Shooting the messenger
Washington Times (États-Unis)
[AUTEUR] Frank J. Gaffney Jr est président du Center for Security Policy, le think tank qui rassemble les principaux « faucons » états-uniens. Le Réseau Voltaire lui a consacré une enquête : « Le Centre pour la politique de sécurité : les marionnettistes de Washington ».
[RESUME] La tradition à Washington est de réagir à une mauvaise nouvelle en s’attaquant au messager. C’est pourquoi Newt Gingrich a été sévèrement critiqué par de nombreux membres du parti républicain. Il a même été traité d’idiot par Elizabeth Jones à la suite du discours où il accusait le département d’État de Colin Powell de six mois d’échecs diplomatiques.
Pourtant, Gingrich a raison : le département d’État est en désaccord avec la politique de George W. Bush et de son équipe. Cela est vu comme une bonne chose dans les élites médiatiques et les cercles politiques hostiles à Bush. Nous sommes malheureusement sortis de la logique des constitutionalistes qui voulaient que l’opposition au président s’exprime au Congrès pour assister à des attaques provenant d’une administration chargée d’appliquer les décisions. Cette attitude peut avoir des conséquences graves quand cela conduit des responsables du département d’État à discuter avec des diplomates nord-coréens à l’ONU sans en avertir le département de la Défense et le National Security Council.

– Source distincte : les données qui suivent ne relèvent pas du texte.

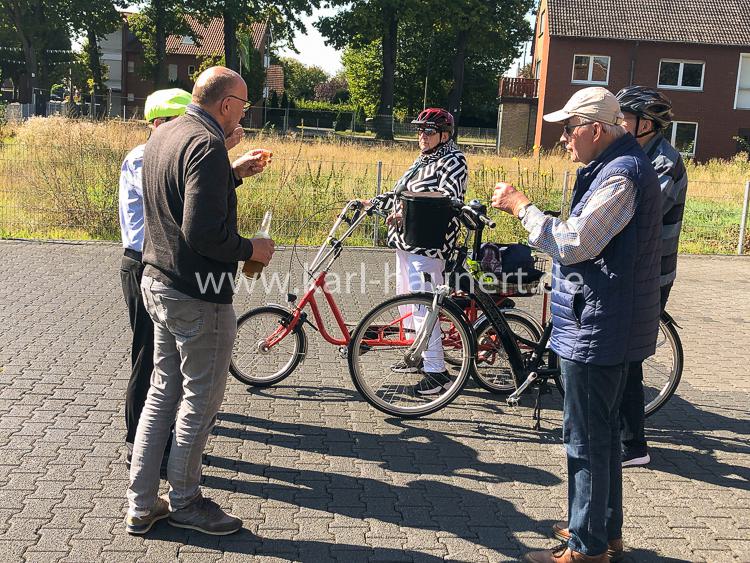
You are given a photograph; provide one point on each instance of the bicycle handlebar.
(475, 210)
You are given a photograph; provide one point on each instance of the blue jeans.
(591, 432)
(193, 342)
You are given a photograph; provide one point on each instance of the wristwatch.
(522, 211)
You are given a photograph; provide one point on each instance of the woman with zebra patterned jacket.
(441, 167)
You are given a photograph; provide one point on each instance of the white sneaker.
(635, 461)
(433, 383)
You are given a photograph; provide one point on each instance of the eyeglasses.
(247, 104)
(568, 128)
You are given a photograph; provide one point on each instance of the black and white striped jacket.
(443, 171)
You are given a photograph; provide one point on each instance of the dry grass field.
(59, 178)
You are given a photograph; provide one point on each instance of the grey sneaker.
(433, 383)
(401, 367)
(206, 516)
(138, 526)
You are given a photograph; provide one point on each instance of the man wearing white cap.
(605, 308)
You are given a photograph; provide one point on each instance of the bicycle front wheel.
(265, 350)
(379, 346)
(491, 369)
(662, 371)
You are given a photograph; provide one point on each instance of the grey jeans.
(193, 342)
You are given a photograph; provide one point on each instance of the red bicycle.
(271, 341)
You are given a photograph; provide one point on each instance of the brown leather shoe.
(615, 548)
(563, 554)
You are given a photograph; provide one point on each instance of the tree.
(360, 23)
(95, 20)
(284, 17)
(334, 90)
(157, 21)
(363, 75)
(474, 24)
(300, 80)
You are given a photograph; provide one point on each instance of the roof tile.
(710, 22)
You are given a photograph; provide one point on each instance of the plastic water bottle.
(253, 268)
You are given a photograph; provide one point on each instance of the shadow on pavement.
(475, 516)
(246, 543)
(414, 450)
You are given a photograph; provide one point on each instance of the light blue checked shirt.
(605, 214)
(131, 200)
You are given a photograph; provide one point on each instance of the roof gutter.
(633, 59)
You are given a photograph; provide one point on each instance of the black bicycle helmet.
(438, 118)
(646, 103)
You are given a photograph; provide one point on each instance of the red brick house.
(696, 51)
(183, 58)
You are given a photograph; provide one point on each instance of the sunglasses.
(247, 104)
(568, 128)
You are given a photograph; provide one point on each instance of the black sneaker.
(634, 460)
(204, 515)
(401, 367)
(433, 383)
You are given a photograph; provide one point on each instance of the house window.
(742, 97)
(590, 69)
(683, 136)
(683, 75)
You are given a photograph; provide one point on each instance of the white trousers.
(421, 273)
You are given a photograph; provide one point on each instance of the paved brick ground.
(317, 474)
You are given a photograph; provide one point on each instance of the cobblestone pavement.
(315, 473)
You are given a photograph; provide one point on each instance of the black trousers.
(142, 349)
(632, 419)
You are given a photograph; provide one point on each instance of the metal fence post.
(743, 221)
(378, 188)
(564, 200)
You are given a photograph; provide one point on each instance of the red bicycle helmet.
(438, 118)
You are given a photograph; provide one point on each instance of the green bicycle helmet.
(166, 103)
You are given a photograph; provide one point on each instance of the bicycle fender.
(299, 328)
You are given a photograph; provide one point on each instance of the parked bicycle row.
(613, 262)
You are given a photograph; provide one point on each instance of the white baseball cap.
(594, 103)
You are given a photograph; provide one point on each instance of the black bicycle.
(504, 350)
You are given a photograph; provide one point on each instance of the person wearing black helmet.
(441, 167)
(648, 113)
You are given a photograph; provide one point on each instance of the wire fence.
(345, 122)
(70, 190)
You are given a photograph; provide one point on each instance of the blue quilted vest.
(605, 311)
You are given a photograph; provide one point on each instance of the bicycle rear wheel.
(265, 351)
(380, 343)
(662, 371)
(491, 370)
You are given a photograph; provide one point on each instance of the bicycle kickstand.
(515, 397)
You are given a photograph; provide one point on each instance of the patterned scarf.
(423, 160)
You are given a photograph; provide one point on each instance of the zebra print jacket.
(443, 171)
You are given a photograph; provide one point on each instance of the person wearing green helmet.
(161, 106)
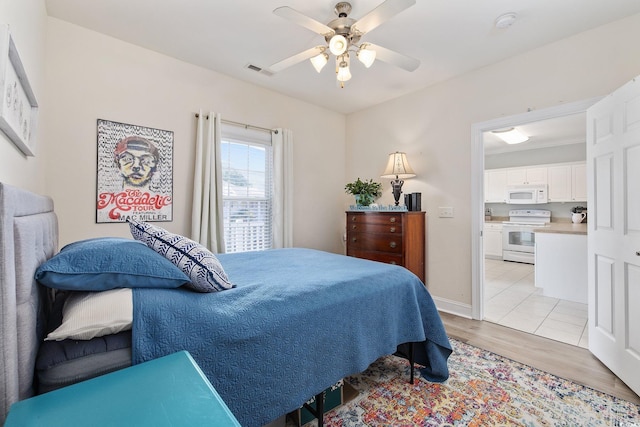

Le département d’État semble ainsi vouloir s’engager dans un processus de paix avec Pyongyang, ce qui légitimerait Kim Jong Il et le rendrait encore plus dangereux. Le président et ceux qui lui sont loyaux doivent reconnaître la validité du message de Gingrich.
« Sans le filet de sécurité de l’ONU, même le Japon peut devenir nucléaire »
Without the UN safety net, even Japan may go nuclear
The Guardian (Royaume-Uni)
[AUTEUR] Dan Plesch est chercheur au Royal United Services Institute for Defence Studies et auteur de Sheriff and Outlaws in the Global Village.
[RESUME] Après la Corée du Nord, c’est le Japon qui pourrait devenir une puissance nucléaire. Cette perspective doit tous nous inquiéter.
Il existe un débat ancien au Japon sur la nucléarisation et le remilitarisation du pays. La conjoncture y est favorable aux partisans de l’acquisition de l’arme atomique. Le Japon a déjà le quatrième budget militaire au monde et dispose d’une marine qui est supérieure à celle de la Grande-Bretagne. Certains politiciens japonais estiment qu’une arme nucléaire défensive n’irait pas à l’encontre de la constitution. Il est indéniable que le Japon a la possibilité de devenir une puissance nucléaire puisqu’il a la technologie nécessaire, des missiles balistiques et suffisamment de plutonium pour construire des centaines de bombes.
Le gouvernement japonais actuel a soulevé plusieurs fois cette question. Le Premier ministre japonais a visité plusieurs fois des sites dédiés à la croyance que les dirigeants japonais ont été accusés à tort de crimes de guerre pendant la Seconde Guerre mondiale. Pour l’instant, la protection nucléaire des États-Unis et les accords de non-prolifération de l’ONU ont dissuadé le Japon de s’équiper nucléairement, mais l’affaiblissement de l’ONU et des traités de non-prolifération a rendu l’acquisition par le Japon de telles armes beaucoup plus « naturelle ». En outre, la politique états-unienne des frappes préventives et les probabilités de riposte inhérentes à de telles frappes sur la Corée du Nord entraînent un risque pour le Japon. Même les hommes politiques qui rejettent l’arme atomique pourraient se laisser tenter par cette forme de défense.
Le seul moyen d’éviter une course aux armements en Asie est de relancer les discussions au sein de l’ONU.